When it comes to preparing for a deployment there are countless resources to go along with those countless situations you will need to prepare for. When it comes to acts of nature there was an article from militaryspouse.com that is a great resource of how to know if you are prepared or not (You can read it here.)

Acts of nature are not the only thing you need to prepare for. You have to get the house and family ready for deployment too. You need to have people you can count on when you need a hand, because you will need a hand from time to time. You need to know all the bank information, the bills your spouse handles, where insurance information is, and have that gut-renching conversation of what both your and your spouses wishes are if the unthinkable happens.

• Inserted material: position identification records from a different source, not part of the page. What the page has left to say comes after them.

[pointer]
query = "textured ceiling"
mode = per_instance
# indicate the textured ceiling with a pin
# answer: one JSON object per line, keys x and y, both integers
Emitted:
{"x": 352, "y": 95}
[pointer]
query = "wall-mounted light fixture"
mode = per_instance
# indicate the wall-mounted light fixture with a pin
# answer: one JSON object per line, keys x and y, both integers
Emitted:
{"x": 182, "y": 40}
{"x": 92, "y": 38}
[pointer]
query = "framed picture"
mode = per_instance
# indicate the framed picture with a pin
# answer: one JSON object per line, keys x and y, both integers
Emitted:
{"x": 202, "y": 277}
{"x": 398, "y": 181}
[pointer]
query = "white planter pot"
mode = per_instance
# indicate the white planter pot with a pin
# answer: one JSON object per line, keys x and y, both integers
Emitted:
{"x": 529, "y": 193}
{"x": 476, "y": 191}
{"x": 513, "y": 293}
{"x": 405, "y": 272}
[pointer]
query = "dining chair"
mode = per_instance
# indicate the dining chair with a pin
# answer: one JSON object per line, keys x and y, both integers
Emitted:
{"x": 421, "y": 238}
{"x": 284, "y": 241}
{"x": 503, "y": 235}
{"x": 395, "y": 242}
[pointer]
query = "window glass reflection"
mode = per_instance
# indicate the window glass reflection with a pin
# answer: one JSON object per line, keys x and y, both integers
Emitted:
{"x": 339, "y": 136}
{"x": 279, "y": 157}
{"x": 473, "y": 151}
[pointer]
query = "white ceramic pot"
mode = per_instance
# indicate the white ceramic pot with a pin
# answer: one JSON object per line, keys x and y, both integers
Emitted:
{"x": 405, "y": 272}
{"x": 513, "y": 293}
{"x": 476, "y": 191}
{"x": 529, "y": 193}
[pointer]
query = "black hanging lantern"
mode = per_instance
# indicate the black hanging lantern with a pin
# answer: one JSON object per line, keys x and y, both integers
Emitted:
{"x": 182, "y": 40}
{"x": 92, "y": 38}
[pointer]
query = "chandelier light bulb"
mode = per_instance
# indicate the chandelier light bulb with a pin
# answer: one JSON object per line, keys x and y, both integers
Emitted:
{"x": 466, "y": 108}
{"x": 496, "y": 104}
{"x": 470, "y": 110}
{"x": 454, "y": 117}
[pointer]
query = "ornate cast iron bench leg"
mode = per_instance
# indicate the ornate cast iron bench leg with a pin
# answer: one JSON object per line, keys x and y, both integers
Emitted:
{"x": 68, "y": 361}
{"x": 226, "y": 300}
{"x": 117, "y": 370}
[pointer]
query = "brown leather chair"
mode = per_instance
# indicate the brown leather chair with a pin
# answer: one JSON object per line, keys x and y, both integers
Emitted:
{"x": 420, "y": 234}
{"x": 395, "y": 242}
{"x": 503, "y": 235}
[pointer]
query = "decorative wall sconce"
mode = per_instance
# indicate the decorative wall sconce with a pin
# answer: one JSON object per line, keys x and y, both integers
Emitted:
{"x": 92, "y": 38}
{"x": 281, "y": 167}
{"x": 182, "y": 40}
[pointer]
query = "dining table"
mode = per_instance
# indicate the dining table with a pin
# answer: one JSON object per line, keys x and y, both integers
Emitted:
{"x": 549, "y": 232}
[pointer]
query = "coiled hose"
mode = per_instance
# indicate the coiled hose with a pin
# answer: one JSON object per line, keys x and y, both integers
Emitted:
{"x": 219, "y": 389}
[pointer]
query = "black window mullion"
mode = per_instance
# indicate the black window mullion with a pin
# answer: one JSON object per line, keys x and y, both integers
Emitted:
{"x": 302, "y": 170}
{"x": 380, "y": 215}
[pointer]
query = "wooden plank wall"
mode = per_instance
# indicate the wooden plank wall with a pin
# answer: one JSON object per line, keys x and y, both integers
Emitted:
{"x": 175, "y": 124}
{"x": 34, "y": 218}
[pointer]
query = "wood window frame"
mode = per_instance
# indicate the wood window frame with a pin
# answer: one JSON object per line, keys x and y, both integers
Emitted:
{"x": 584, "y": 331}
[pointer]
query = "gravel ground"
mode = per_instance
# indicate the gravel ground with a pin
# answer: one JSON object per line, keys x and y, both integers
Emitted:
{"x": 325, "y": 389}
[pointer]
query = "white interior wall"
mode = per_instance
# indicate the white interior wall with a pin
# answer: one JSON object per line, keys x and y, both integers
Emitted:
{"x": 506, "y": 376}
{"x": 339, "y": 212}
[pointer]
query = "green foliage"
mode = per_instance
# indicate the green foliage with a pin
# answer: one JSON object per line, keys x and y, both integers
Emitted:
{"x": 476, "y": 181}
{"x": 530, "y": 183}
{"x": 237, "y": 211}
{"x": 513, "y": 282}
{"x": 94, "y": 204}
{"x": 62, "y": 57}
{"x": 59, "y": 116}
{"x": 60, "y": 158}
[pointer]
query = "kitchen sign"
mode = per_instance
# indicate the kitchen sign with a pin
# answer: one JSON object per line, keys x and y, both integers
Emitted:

There is one thing that you can never prepare for though. You can never prepare for the unknown. There is chance that a situation will arise that will make you feel both helpless and completely lost. This is my story of an event that left me feeling completely helpless.

One afternoon I was putting away groceries when my phone rang. It was a college friend calling to check in. The first words out of his mouth were, “Where is your hubby at again?” After I answered with location x* (the nickname of his location), my friend let out a sigh of relief and followed up with, “oh good, because location y* was just attacked.” I felt tears filling my eyes as my knees went weak. As I sat on the floor I struggled to get out the words, “location y is the real name of the base, location x is its nickname.” The phone went silent. All I could say was I had to go, and my friend made me promise I would call back if I need anything.

I do not remember much that happened over the next couple hours. I made the mistake of turning on the news, and watching this never ending loop of smoke bellowing out of an area that I knew my husband was in, somewhere. I could not focus. All I could do was sit there. After hours of hearing nothing, I did what I promised myself I would never do. I called people that work with my husband. I called and asked the question I wasn’t sure I wanted to hear the answer to. I asked, “now what?” I knew even if they knew what was going on there was no way they would tell me, I wouldn’t be in the “need to know…”

I knew I had called the right person when he answered and quickly informed me he didn’t know anything, but he could break down some basics for me…

  1. The base is big, very big.
  2. Base communications would be cut off and could be for hours or days. It may be a while before I know anything.
  3. If my husband was okay I would hear from him soon.
  4. If my husband was hurt I would get a call from Red Cross, and someone would contact me and get me the information of where my husband would be located, if he would be sent elsewhere for treatment and if I would be able to go see him.
  5. If something serious happened to my husband, his commander here stateside would come to the house to talk to me, and the person I called informed me he talked to the commander and would make sure he was also present for this meeting, so there would be a familiar face.
  6. My husband’s co-worker told me to call a girlfriend have them come over, watch a movie, avoid the news as well as my cell phone.
  7. Don’t answer your cell phone unless it is me (the co-worker), or a number you don’t know. If its friends and extended family, just text them you don’t know and you will call when you do. DO NOT try to talk to everyone, they will just make every second longer and harder.

I took his advice and called a friend. She came over, overnight bag in hand. Right after she arrived I had a knock at my door. As I opened it, there stood a man in uniform. I couldn’t breath. With a big smile on his face, he asked, “My son left our dog out, by chance you didn’t see a white dog running around did you?” I don’t even remember if I answered him. All I can remember is shaking my head and closing the door.

My friend and I watched movies while I sat staring at my phone, attempting to will it to ring. Late that night, it rang. A number I didn’t know. The voice on the other end was not one I recognized. I could feel tears in my eyes as soon as he said, “Is this Mrs….?” Once I confirmed I was who he was looking for he had only one sentence for me. “Ma’am, your husband has been accounted for.” When I asked what this meant. He informed me, “It means, ma’am, that he is alive, and right not that is all I know.”

You would think this would have made me giddy with joy, and it did, for about a minute. After that minute of joy all I could think was, was he okay, was he hurt, was he thinking of me, how long before I know.

Sometime in the early morning hours, my phone rang. Another number I didn’t know. I answered and the voice on the other end was one of the most beautiful sounds in the world, it was my husband. All he said was, “baby,” and I broke down. I was flooded with feelings of joy and relief. I can’t even tell you what we talked about, because I have no idea. All I know is I got to tell my husband I loved him, and got to hear him say he loved me back…the one thing I prayed for all night.

My husband was unhurt, and yet after we hung up I had this overwhelming feeling of guilt and sadness. I was beyond lucky, my husband was okay, and yet all I could think about was, about those poor spouses and family members that didn’t get that call from their loved ones. All I could think about was those spouses that opened their doors to men in uniform and received the news that every family fears.

Deployments are scary. There are so many unknown possibilities that you can never be prepared for, all you can do is find a good support system to be there to hold you up when you can’t stand on your own.

*For security reasons I will not be disclosing the location’s name.